I get it, I do.
Your grief is loud, physical, a call to action. That ghost of a bathroom we’ve been waiting almost 7 years to see appear, is now securely on it’s way to fruition. While I appreciate your hard work, I could do without the hammering right now.
Because while your grief is loud, my grief is quiet, contemplative and sluggish. If I don’t accomplish anything more than a shower today, I’m okay with that. I don’t have any commitments to keep. I manged to feed and clothe the minions and myself, which in my book, is quite the accomplishment.
I had to leave this afternoon, I’m sorry.
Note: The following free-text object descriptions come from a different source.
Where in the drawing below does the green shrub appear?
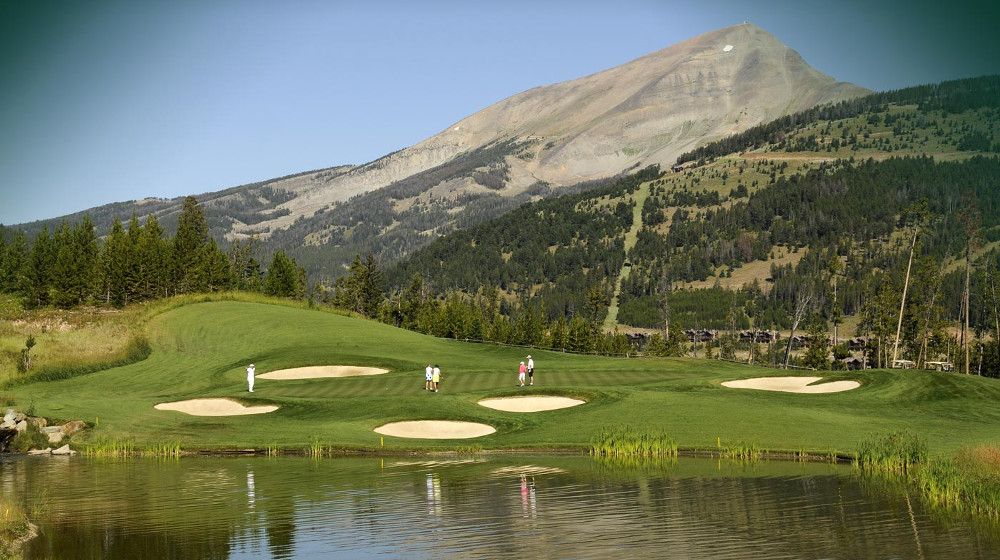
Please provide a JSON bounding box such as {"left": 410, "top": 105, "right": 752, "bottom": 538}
{"left": 9, "top": 423, "right": 50, "bottom": 453}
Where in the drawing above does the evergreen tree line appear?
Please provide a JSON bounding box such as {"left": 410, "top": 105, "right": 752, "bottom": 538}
{"left": 0, "top": 197, "right": 307, "bottom": 308}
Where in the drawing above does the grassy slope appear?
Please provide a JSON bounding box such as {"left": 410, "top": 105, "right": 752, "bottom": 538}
{"left": 8, "top": 300, "right": 1000, "bottom": 455}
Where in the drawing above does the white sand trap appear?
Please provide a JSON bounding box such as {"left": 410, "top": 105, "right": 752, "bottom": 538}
{"left": 722, "top": 376, "right": 861, "bottom": 393}
{"left": 256, "top": 365, "right": 388, "bottom": 380}
{"left": 478, "top": 396, "right": 586, "bottom": 412}
{"left": 374, "top": 421, "right": 496, "bottom": 439}
{"left": 154, "top": 398, "right": 278, "bottom": 416}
I couldn’t take the hammering and the boys running up and down the stairs and the stereo blaring and I just needed a few minutes to myself, a few quiet minutes.
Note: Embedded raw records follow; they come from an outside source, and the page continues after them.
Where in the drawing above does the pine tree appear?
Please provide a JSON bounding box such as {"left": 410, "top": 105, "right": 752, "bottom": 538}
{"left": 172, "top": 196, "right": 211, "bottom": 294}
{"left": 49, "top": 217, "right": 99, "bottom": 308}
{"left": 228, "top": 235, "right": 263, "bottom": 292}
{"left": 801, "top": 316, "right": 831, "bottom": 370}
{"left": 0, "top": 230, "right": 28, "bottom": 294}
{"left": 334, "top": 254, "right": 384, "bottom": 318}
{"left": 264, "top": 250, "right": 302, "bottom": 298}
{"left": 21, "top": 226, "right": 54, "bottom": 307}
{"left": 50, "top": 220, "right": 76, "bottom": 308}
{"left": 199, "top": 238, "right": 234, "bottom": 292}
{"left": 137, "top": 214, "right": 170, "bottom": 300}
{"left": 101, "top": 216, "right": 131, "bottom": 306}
While Wal-mart is not my favorite place, we needed something for supper and I thought maybe I could handle that small task.
I stopped at the cemetery on the way. Such an ugly place in the middle of winter. Muddy and barren. I must have been quite the figure, dressed all in black, hair whipping around my face, sobbing at that mound of earth that now holds our son.
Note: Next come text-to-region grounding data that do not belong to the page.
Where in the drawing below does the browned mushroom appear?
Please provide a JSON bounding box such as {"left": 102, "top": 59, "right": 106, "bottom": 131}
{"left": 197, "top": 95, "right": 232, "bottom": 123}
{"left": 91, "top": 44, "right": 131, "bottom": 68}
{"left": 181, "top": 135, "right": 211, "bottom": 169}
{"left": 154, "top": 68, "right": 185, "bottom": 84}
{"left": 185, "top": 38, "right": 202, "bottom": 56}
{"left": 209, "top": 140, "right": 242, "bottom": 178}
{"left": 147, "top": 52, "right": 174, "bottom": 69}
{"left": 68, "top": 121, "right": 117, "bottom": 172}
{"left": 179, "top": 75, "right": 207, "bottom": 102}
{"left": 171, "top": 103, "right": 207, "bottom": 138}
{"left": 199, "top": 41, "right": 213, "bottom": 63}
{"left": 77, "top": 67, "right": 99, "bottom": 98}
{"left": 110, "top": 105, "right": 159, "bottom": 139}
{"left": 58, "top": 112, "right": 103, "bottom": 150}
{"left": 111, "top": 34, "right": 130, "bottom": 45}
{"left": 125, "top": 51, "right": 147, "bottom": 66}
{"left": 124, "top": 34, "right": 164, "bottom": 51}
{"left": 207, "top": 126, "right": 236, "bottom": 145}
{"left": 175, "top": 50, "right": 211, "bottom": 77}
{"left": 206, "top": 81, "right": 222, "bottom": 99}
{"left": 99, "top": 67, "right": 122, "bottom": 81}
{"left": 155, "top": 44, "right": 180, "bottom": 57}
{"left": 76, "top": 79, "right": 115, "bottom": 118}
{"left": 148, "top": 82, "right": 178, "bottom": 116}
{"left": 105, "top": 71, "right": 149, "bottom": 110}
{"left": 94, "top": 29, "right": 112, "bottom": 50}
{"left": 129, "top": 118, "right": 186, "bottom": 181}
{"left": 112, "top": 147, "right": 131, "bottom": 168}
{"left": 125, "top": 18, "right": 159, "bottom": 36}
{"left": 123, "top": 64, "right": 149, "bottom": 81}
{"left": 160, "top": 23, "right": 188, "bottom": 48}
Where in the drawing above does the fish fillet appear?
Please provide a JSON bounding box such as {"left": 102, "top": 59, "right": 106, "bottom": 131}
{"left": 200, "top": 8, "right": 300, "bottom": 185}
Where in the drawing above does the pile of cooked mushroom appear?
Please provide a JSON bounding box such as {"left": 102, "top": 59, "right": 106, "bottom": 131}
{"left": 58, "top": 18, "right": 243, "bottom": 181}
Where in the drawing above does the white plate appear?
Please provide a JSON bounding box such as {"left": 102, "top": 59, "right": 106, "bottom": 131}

I left as quickly as I decided to stop.
Wal-mart was so crowded, I’d forgotten it was Saturday. On the best of days, the store overwhelms me. I must go in, get what I need and get out, otherwise I become disoriented and a headache quickly rules my head. I looked at all the people streaming in and out. My gut felt like I’d been punched, I could already feel the headache creeping up my neck, but I got out of the car and went in anyway. I’m a glutton for punishment like that.
Today I wandered a bit. I looked at clothes and shoes and was proud of myself for acting the part of the average shopper. That is until I saw the little red-headed boy in the shopping cart. He looked about 10 months old and it was all I could do to push my cart forward without collapsing in a puddle on the floor.
Maybe it’s too soon for Wal-mart.
I gathered our supper and checked out. Arriving back home without incident, to a mailbox full of mail. A box full of cards and letters, all sharing our grief.
Maybe it’s too soon to read the mail.
I don’t really mean that. I appreciate every card and letter sent to us. I am awe-struck that so many people feel compelled to share their love and support with us. Thank you just doesn’t seem adequate.
While I soldier on during the day, it’s the night that truly cripples me. While my sleepless nights didn’t go undetected during the past 5 months, at least I could occupy myself with the comings and goings of the Chaperones. I could help tend to David until my eyes got the better of me and I knew with certainty that if I tried to sleep, it would come quickly.
Here, there is no guarantee of sleep. I know it drives you crazy that I prefer the recliner to the our bed, but the pursuit of sleep is a solitary endeavor and by the time I’ve actually conquered it – you’re stirring to face the day.
If nothing else – I haven’t lost my sense of humor. I said the minions were dressed, I didn’t say they were coordinated.